The prior panel had the major ratings agency reps, and they had discussed Pension Return Assumptions. Given their utter incompetency, it was no surprise the Ratings firms were okay with expected blended returns of 8%.
An audience member asked a question to me about this, and I laughed. I told the Treasurers that the consultants who tell them they should have expected 8% blended returns for the past 5-10 years were dead wrong, and the ones who told them they could expect 8% blended returns for the next 5-10 years were probably high. My joke was to get to 8% required bad math — blended expected returns of 8% requires taking 5% gains in equities and adding 3% gains in bonds (5+3=8). How often do you get to make a wonky accounting joke to a room full of treasurers?

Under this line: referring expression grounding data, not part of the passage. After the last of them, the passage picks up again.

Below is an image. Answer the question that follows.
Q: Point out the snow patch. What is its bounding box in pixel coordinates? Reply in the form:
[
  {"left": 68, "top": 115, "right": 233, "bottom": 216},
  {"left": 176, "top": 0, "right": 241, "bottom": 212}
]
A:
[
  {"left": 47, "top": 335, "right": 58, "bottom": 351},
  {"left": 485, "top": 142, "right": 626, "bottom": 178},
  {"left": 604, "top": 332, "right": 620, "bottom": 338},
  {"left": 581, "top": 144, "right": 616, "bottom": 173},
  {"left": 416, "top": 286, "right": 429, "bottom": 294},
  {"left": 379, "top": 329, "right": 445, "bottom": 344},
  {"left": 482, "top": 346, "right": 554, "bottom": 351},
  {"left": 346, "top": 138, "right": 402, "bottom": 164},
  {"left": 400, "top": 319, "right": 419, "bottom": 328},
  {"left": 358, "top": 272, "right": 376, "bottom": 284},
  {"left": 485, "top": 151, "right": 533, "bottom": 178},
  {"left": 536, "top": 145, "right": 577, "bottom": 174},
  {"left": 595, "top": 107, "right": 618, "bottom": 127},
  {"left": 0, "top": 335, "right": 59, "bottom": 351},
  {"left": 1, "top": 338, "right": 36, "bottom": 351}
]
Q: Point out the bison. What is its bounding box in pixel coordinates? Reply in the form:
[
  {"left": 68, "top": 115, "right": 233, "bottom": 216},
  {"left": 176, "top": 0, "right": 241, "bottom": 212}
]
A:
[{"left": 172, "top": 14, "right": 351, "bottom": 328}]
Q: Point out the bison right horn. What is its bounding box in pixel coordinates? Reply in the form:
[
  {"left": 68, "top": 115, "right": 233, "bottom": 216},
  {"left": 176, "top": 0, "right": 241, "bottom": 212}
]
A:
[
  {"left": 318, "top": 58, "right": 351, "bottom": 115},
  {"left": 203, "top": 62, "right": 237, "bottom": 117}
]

But, as it turns out, its even worse on the Corporate side: S&P 500 companies pension funds. They currently assume future equity returns of above 10%, according to their own financial statements. As I made clear to the State Treasures, that is an absurd expectation.
Andrew Lapthorne of Société Générale’s Global Quantitative Research group points out how absurd this is:
“No-one believes these ridiculous – earnings flattering – pension fund return assumptions, not even US CFOs themselves.
A couple of months ago we highlighted how the implied yield on a traditional balanced portfolio comprising a mix of bonds, equity and cash had fallen to below 3% less than half of what it was 20 years ago. We suggested (and still do) that with such low yields, generations of investors are facing a potential future income crisis going forward.
Low yields (and as a consequence low returns and annuity rates) is not a new problem. Although particularly compressed now, yields have been depressed for the past decade. However, the consequences being felt today are becoming more acute. Pension entitlements are falling, some companies (AMR, for example) are entering Chapter 11 to help avoid paying them, and endowment mortgages, plus a whole raft of other investment products, are coming up short.
The reality of low yields is the need to save more and spend less. But rather than accept the notion of lower returns and adjust behaviour accordingly, the path of least resistance appears to be total denial…”
We have ultra low yields after 3 years of ZIRP and a market that is precisely where it was 11 years ago. Valuation using forward earnings estimates are at best reasonable, and using trailing 10 year and/or CAPE are subject to potential reversals off of an earnings peak. US equity returns may quote possibly be in the single digits over the coming decade.
Is this the circumstances that lead to 10% plus blended returns for the next decade?